The only thing so far that I found out was that I get a new IP every time when I reboot after the problem appears.
When I reboot when there’s no problem the IP stays the same and before the problems startet the IPs on my ISPs network were so stable that they were nearly fixed, I maybe had to change my A records once every 6-12 months.

I tried daily reboots and reconnects but it didn’t really seem to help.
The problem still appeared every now and then and the scheduled reconnects/reboots every 12h are only partially helpful since in the worst case it can happen that I’m out of the house and don’t have access for to my servers for 11:59h.

I recently tried a script which would check every 5 minutes (fcrontab) if it can ping my domain and if it doesn’t it will restart the box but that didn’t work the last time even though the script itself is working.

Does someone have an idea what I could do to improve the situation?
Do I need to reconnect the RED interface more often?
I’m as well a bit curios why the problem even started is my box maybe close to dying or did my ISP maybe change something?

4 lan interfaces? Are all them occupied?

Also: is brand new the cable between your PCEngine and the ISP?
Which speed is negotiated between your RED and the ISP device?

Only 3 interfaces and only two are connected (red and green).
It’s not a new cable but shouldn’t really be damaged since it never got moved anywhere.
I changed it now anyway for god measures to a CAT6 cable.
It’s a 1GBit/s connection and the the connection itself was and still is actually very good and stable besides the new problem.
However I think it’s more a problem on my side since the ISP never detected a problem when I called them and the modem never needs a reboot.
Restarting the firewall is enough.
When the problems started I let the ISP send me a new modem anyway since the previous one was very old, that didn’t fix it though.

Did you try back to the old one? Problem still there?

Maybe old values in some config files?! ARP cache, MTU size or so?

I’ve thrown the old one away because the ISP deactivated it but since the problem happened on the old one as well I don’t think it’s very likely that it would’ve helped.

I didn’t have to configure anything special in order to connect to the ISP and the cache should get cleaned after a reboot, no?

BTW I found the lease of the ISP in /var/ipfire/dhcpc/red0.lease:

BucSc=?

       32-129-172-5dyn.cable.fcom.ch38@6_:;18

I don’t really understand the format but maybe I need to reconnect the IPFire box every x hours to match the lease of the ISP?
AFAIK DHCP should do this automatically however.

I experienced a similar problem a few weeks ago and identified a buggy version of dhcpcd.
Every time i lost the connection on RED, i found an entry in the kernel-log “dhcpcd [Process-Number] segfault at 7fffec9e7000 …”
Which Core Version and which version of dhcpcd are you running?
I found a break-fix in this thread in the old forum, and after the upgrade to core 137 everything worked fine again.

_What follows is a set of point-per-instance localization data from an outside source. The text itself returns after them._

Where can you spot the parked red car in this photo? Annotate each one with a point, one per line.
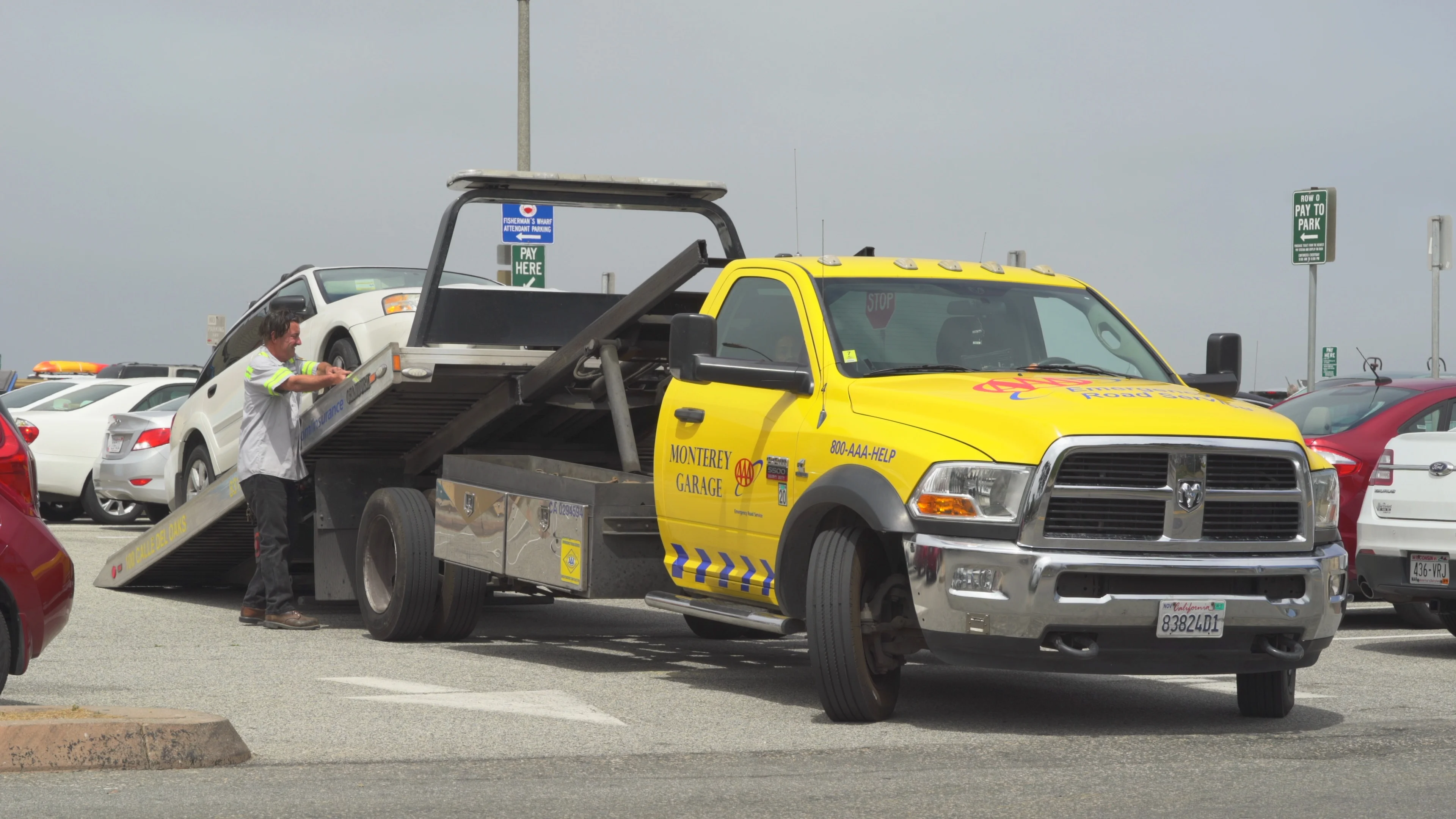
(1350, 425)
(37, 577)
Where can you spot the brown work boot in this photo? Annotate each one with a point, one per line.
(295, 621)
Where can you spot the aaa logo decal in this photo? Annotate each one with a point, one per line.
(1018, 385)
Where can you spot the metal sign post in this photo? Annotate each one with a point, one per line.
(1314, 245)
(1439, 259)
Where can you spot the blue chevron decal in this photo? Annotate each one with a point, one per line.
(682, 559)
(726, 573)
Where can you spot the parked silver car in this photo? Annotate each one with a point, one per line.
(135, 455)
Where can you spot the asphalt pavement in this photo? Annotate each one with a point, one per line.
(610, 709)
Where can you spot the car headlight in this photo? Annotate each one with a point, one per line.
(1327, 497)
(401, 304)
(989, 493)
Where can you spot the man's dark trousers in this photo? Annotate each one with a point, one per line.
(274, 506)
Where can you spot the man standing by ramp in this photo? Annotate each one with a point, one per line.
(270, 465)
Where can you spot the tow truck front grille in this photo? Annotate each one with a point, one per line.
(1171, 494)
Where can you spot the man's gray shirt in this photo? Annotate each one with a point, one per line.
(268, 442)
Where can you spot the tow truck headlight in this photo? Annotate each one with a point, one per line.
(988, 493)
(1327, 497)
(401, 304)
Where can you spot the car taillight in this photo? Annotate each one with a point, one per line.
(1343, 464)
(1384, 474)
(154, 438)
(18, 471)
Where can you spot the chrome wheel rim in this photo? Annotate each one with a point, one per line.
(381, 559)
(197, 479)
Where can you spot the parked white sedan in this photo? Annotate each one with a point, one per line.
(350, 315)
(1407, 530)
(67, 438)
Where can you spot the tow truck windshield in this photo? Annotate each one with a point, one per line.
(922, 326)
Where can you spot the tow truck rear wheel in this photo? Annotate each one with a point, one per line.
(459, 602)
(1267, 694)
(395, 565)
(846, 568)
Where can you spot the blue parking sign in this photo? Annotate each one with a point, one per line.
(528, 225)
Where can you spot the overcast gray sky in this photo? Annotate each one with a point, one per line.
(166, 161)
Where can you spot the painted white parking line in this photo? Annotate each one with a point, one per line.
(554, 704)
(1397, 637)
(397, 686)
(1219, 684)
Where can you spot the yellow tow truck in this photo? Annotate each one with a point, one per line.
(887, 454)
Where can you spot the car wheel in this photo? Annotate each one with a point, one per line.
(846, 569)
(344, 355)
(458, 605)
(60, 512)
(197, 473)
(1419, 615)
(395, 565)
(1267, 694)
(107, 511)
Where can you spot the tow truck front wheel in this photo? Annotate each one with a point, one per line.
(395, 565)
(849, 579)
(1267, 694)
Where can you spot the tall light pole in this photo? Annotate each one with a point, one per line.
(523, 85)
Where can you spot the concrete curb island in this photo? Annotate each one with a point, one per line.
(44, 738)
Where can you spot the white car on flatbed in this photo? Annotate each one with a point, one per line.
(1407, 530)
(350, 315)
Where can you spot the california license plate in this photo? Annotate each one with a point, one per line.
(1430, 570)
(1192, 618)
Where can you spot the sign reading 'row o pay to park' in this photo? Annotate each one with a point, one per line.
(528, 225)
(1315, 226)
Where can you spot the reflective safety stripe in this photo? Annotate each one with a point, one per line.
(282, 375)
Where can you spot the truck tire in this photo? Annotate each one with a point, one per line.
(1267, 694)
(397, 566)
(845, 568)
(1419, 615)
(105, 511)
(459, 602)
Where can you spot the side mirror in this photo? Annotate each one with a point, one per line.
(691, 336)
(691, 356)
(293, 304)
(1224, 365)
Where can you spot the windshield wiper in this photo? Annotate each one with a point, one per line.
(919, 369)
(1091, 369)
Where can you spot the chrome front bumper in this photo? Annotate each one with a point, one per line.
(1014, 626)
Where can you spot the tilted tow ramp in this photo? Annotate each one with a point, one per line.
(491, 371)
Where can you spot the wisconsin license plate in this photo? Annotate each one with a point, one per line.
(1192, 618)
(1430, 570)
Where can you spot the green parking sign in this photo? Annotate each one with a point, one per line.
(528, 266)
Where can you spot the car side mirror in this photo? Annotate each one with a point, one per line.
(691, 349)
(1224, 365)
(296, 305)
(691, 336)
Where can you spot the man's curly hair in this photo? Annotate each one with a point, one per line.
(276, 326)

Thank you for the input with the kernel log.
I’ve created a pastebin (https://pastebin.com/dBh1P40T) of the moment when the connection breaks, you can see that there is basically nothing going for about 2h and then collectd does its thing and then silence again for 2h until 6:18 when I wake up.

I’m currently on core version 138 and dhcpd version is isc-dhcpd-4.4.1.
Segfault doesn’t appear in my kernel logs.

I’m having the same issue with dhcpd that randomly crashes, I’ve enabled debug but nothing shows on the logs

I’m running ipfire 142, to avoid outage I’ve croned a small script to relaunch it :

#!/bin/bash

RESTART="/usr/local/bin/connscheduler reconnect"
PGREP="/usr/bin/pgrep"
PROC="dhcpcd"

$PGREP ${PROC}

if [ $? -ne 0 ]
then
 $RESTART
fi

Thank you for your input. That looks like a saner approach than what I did (restarting the whole firewall when I couldn’t reach Google every 5 minutes) :).